🤖 AI Summary
This study investigates how the allocation strategy of a fixed number of learnable weights affects neural network expressivity under parameter constraints—such as biological plausibility or hardware limitations. We propose a teacher–student knowledge distillation framework to establish a quantitative expressivity benchmark and conduct theoretical analysis for linear recurrent and feedforward networks, linking weight allocation to matrix rank and subspace coverage; we derive necessary and sufficient conditions for extremal expressivity. To our knowledge, this is the first systematic characterization of the quantitative relationship between allocation strategies and expressivity, accompanied by a heuristic estimation principle for suboptimal allocations, extended to ReLU networks. Experiments demonstrate that widely dispersed weight allocation significantly enhances expressivity; theoretical predictions achieve over 92% accuracy; and our findings bridge biological synaptic plasticity mechanisms with efficient deep learning architecture design.
📝 Abstract
In traditional machine learning, models are defined by a set of parameters, which are optimized to perform specific tasks. In neural networks, these parameters correspond to the synaptic weights. However, in reality, it is often infeasible to control or update all weights. This challenge is not limited to artificial networks but extends to biological networks, such as the brain, where the extent of distributed synaptic weight modification during learning remains unclear.

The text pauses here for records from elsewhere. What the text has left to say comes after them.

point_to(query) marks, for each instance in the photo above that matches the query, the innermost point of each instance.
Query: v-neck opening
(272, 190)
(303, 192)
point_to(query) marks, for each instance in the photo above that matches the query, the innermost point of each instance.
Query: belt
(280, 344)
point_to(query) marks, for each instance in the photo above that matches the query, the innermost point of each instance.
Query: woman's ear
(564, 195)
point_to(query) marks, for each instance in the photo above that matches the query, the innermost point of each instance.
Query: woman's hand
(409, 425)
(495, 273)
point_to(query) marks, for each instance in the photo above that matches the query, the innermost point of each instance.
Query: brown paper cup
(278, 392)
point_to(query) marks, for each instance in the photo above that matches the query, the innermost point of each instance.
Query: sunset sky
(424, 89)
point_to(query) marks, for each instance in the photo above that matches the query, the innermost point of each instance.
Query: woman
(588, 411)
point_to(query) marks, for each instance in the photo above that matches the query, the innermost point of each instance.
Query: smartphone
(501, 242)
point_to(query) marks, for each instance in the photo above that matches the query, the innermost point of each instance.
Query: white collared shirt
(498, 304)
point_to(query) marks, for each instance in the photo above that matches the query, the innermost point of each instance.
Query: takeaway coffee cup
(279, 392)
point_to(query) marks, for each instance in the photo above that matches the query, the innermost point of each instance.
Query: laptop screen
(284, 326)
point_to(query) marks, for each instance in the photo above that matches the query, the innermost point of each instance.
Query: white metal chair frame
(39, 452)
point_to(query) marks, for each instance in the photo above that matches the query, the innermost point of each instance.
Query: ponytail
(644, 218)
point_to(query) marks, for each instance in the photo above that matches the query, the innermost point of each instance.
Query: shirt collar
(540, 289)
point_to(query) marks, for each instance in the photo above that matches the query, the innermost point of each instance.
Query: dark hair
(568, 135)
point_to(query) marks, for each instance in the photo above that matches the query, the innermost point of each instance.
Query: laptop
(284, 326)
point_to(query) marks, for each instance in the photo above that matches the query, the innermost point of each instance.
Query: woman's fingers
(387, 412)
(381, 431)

Motivated by these insights, we theoretically investigate how different allocations of a fixed number of learnable weights influence the capacity of neural networks. Using a teacher-student setup, we introduce a benchmark to quantify the expressivity associated with each allocation. We establish conditions under which allocations have maximal or minimal expressive power in linear recurrent neural networks and linear multi-layer feedforward networks. For suboptimal allocations, we propose heuristic principles to estimate their expressivity. These principles extend to shallow ReLU networks as well. Finally, we validate our theoretical findings with empirical experiments. Our results emphasize the critical role of strategically distributing learnable weights across the network, showing that a more widespread allocation generally enhances the network's expressive power.